Journaling is one of the hot new productivity trends. The lesson from every podcast I listen to each morning is that productive people journal to get their ideas out of their heads. In my case, I have a pile of failed journals. Until recently, I would buy a journal at the beginning of the year or before a trip with the hopes of filling it with wonderful gems of knowledge and/or elaborate sketches. After two or three weeks, only about a third of the pages are used. The journal moves from my bag to my desk. Eventually, I stash it in a box or closet.
In 2016, I did a small goal setting workshop with a small group of people. One of the things we discussed was to start a morning journal. The goal was to 1). make it a habit every morning to write anything down, and 2). use that habit as a springboard to help achieve my bigger goal of starting a blog. Here are four lessons I learned from one year of journaling.
1. Creating a habit requires commitment
In order for me to succeed at this, I need to confront why my past attempts at journaling failed. The problem I discovered was that most of my previous attempts began at the end of the year when I was experience downtime. That space gave my mind the chance to wander. Once school or work started again, that time disappeared.
This year I mapped out my typical week (pic of schedule). Then I looked for places where I could reserve time for journaling. I found roughly one hour after exercising and before work that I could devote to writing.
Interested in how I structure my day, check out my post on getting up at 4 A.M..
2. Journaling helps capture and process thoughts
When I started this project, people often questioned why journaling was so important? Before I started this, my thoughts were very scattered. I felt that I was spending a lot of time in conversations trying to catch up with the content and context. When I started writing in the mornings, my notes mirrored this disorganization. While it was hard to make sense of the early journals when I look back at them, I found it was a start at recording my experiences. Each entry helped to build on a foundation. Over time I recognized the journals as a process that stepped me through complex issues.
3. Creating a space for reflection and refinement
Tim Ferriss described writing as a vehicle to improve one’s communication skills. At first, I saw written and verbal communication as different methods.

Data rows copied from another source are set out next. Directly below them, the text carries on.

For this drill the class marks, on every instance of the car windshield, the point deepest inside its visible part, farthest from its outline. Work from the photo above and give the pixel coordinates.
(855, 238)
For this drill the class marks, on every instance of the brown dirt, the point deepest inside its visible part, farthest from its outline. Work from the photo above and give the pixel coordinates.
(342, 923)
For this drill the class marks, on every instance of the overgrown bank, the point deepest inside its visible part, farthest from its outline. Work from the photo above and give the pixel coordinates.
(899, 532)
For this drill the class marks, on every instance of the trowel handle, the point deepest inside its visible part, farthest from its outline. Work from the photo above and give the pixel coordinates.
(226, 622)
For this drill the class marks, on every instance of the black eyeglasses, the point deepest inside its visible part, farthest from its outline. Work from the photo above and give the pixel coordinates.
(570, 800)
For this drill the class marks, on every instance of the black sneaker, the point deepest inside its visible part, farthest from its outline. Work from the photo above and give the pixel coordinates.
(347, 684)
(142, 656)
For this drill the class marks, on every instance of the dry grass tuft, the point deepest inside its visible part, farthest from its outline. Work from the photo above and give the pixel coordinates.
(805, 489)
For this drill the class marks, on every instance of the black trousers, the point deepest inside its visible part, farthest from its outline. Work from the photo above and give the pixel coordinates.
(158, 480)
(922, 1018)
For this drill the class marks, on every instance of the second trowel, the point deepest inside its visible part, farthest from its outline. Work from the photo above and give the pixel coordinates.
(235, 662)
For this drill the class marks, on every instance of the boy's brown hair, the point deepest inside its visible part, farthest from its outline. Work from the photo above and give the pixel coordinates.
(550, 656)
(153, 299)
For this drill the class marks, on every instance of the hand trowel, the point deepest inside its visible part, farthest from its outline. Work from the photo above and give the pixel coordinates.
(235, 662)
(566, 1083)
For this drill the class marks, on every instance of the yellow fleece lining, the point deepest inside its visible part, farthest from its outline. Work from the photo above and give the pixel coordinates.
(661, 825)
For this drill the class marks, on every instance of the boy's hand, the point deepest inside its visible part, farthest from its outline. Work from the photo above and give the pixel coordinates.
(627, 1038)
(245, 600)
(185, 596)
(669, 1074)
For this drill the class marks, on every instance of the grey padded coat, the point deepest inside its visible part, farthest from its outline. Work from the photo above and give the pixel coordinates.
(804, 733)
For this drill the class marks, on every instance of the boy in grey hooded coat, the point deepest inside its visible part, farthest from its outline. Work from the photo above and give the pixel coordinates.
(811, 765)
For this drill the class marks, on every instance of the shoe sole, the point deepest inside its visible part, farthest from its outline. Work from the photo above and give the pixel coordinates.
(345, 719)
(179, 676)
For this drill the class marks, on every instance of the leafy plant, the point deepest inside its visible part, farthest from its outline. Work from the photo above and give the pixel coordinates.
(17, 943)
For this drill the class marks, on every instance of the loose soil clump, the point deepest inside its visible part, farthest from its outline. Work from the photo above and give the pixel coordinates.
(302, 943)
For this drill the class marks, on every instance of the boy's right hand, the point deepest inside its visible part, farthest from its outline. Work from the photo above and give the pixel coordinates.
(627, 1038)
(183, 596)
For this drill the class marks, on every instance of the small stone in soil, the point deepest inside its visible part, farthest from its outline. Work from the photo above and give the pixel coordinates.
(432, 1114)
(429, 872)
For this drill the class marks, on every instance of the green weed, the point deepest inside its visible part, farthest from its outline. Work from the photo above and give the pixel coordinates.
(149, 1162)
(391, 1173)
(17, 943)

However, I have used these journals to get initial rough ideas out of my head. Once I could see them on the screen, then I better understood how they might fit into a bigger context. The journal allowed me to incubate thoughts before I introduce them in a conversation, project, or a blog post.

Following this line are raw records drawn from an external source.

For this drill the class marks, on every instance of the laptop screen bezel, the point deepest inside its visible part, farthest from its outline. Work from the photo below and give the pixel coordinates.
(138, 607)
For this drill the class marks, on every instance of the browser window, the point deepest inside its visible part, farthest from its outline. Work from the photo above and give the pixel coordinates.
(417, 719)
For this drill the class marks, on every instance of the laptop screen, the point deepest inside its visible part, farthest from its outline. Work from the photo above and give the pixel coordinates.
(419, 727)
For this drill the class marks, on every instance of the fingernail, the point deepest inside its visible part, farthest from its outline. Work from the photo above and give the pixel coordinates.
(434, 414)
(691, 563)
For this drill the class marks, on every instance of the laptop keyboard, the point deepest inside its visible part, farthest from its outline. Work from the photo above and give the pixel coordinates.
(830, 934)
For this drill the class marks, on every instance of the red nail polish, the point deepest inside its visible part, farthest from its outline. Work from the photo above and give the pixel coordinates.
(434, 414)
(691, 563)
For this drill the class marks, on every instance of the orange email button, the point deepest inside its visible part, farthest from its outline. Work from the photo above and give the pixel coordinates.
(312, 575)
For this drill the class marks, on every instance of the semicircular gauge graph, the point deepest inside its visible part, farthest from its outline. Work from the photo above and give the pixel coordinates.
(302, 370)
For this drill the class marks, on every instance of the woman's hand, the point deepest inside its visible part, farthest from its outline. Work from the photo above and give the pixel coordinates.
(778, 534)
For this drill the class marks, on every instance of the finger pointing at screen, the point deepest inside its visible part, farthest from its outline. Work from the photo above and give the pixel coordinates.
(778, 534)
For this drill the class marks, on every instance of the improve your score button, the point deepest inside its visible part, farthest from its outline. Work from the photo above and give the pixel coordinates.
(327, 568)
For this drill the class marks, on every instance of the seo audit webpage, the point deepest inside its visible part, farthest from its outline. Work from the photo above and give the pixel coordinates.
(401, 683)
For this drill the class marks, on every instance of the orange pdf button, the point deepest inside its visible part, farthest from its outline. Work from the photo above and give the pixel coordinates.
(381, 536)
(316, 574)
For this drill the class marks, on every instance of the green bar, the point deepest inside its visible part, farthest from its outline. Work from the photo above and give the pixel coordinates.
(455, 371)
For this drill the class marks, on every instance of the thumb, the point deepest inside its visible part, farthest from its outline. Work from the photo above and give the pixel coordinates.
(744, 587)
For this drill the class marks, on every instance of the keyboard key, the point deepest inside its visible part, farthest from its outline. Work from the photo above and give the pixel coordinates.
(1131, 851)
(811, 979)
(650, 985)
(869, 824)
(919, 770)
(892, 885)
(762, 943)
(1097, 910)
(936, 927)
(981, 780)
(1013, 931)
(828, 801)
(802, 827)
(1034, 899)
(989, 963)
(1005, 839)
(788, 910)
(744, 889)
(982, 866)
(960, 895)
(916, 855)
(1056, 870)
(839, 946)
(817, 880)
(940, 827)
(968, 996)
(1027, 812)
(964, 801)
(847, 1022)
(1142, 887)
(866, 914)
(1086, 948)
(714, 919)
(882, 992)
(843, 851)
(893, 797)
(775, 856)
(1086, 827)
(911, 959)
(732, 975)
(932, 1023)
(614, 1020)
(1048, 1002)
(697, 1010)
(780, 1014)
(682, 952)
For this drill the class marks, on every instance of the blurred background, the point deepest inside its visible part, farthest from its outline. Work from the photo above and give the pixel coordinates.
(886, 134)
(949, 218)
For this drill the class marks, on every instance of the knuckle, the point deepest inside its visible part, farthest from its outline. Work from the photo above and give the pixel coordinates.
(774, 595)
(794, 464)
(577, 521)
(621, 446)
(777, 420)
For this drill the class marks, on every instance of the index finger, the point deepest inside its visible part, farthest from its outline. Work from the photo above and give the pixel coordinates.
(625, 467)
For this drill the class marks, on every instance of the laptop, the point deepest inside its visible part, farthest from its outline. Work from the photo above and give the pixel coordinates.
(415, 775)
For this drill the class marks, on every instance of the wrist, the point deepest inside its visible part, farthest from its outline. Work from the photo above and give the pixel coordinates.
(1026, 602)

4. Learning to communicate with more intention
Ultimately, better communication skills linked to the my ability to add more value to my work and my relationships. One of the most valuable pieces of feedback I received was that I need to speak with more intention. If I was presenting work that I did not invest the time to refine my ideas, then I would end up hopelessly defending designs did very little to solve the problem. Journaling exercises encouraged me to get ideas out early. I could write, reflect, and refine my thoughts in a low risk environment.